New Zealand devoted a great deal of its diplomatic resources to getting a seat on the United Nations Security Council for the past two years, as it is doing now for Helen Clark's bid to become the UN's next Secretary General.
Many New Zealanders might wonder why we bother, until they hear the Prime Minister lament the council's performance on Syria in his speech to the General Assembly yesterday.
"The internal politics within the council and the sheer complexity of the Syria crisis have obstructed a unified council response," he said, "but we believe no matter how difficult and sensitive the issues, the council cannot watch the situation go from bad to worse for the Syrian people."
Today, he chairs a special meeting of the council on the Syrian crisis. It comes after two incidents in the past few days, one an accidental strike by US forces on Syrian troops backed by Russia, the other a bombing of a UN aid convoy near Aleppo that has been blamed on Russia or the Syrian Air Force.
The blame and counter blame could blow apart the truce negotiated between the US and Russia that offers some relief for civilians in the firing line if not a lasting solution to the war.
A lasting solution seems further away than ever now that the territory held by the so-called Islamic State is receding. Turkey has entered Syria, ostensibly on the side of the US but really to prevent Kurds gaining from the Islamic State's retreat.

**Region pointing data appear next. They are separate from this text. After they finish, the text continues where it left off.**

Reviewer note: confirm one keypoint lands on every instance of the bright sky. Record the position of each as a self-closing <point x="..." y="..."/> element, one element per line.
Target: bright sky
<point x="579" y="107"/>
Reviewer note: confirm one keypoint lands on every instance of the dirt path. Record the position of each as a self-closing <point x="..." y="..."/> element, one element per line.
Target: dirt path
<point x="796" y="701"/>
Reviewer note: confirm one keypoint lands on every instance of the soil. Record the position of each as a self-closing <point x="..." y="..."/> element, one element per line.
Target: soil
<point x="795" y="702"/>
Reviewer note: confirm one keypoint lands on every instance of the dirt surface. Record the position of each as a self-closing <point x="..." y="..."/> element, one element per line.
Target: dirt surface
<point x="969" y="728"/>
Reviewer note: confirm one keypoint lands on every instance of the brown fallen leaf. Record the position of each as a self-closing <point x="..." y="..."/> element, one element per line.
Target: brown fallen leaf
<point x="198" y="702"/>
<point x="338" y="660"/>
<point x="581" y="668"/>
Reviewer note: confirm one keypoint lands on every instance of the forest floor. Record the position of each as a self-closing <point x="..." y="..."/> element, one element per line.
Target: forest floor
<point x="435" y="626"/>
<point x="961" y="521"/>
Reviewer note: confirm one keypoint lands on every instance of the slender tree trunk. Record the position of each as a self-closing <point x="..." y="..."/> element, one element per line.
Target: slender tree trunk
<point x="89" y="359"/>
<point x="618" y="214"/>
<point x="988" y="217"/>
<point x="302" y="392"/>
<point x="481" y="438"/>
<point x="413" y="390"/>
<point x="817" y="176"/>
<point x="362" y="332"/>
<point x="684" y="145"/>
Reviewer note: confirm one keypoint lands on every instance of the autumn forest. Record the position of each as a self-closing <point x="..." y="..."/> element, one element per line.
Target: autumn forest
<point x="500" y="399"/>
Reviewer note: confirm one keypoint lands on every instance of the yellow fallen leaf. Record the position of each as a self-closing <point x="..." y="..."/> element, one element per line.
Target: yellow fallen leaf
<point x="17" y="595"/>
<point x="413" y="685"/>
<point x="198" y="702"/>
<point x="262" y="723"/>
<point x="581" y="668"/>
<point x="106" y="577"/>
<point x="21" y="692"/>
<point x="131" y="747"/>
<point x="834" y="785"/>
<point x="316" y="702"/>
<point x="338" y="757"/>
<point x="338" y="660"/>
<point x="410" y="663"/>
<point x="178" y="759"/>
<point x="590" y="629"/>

The only thing uniting all sides, except Russia, is opposition to Bashar Al-Assad's regime. But with Russia's backing, Assad looks capable of surviving.
As long as he is there, the rebellion will continue, refugees will continue to flee the country and they will not feel they can safely return.
New Zealand has already run a special council session on Syrian since taking the chair this month. If anything constructive came of that it has been set back by the incidents of the past few days.
The most that Key hopes to achieve today is for the council to put aside questions of blame for the latest attacks and preserve the truce under which Russia stops the Syrian Air Force attacking rebel-held centres so that aid can reach them.
That is the least the UN needs to achieve as world leaders address the General Assembly in a September session dominated by Syria and the wider refugee problem. Syria is by no means the only source of refugees from war, repression and poverty, accounting for about 4 million of the 21 million people seeking resettlement in another country.
Most of the Syrians are in neighbouring Lebanon, Jordan or Turkey. Entry to Europe through Greece has been stopped by a deal between the European Union and Turkey last year.
But that has not stopped immigration becoming a defining issue in European and US politics this year, fuelled by occasional acts of "terror". One such bombing occurred in New York on the eve of the UN's proceedings this week.
The UN might be a clumsy and mostly ineffectual forum for resolving the world's tensions but it is better than nothing. New Zealand believes it could be much better and right now it has got the best position to try to make these meetings work.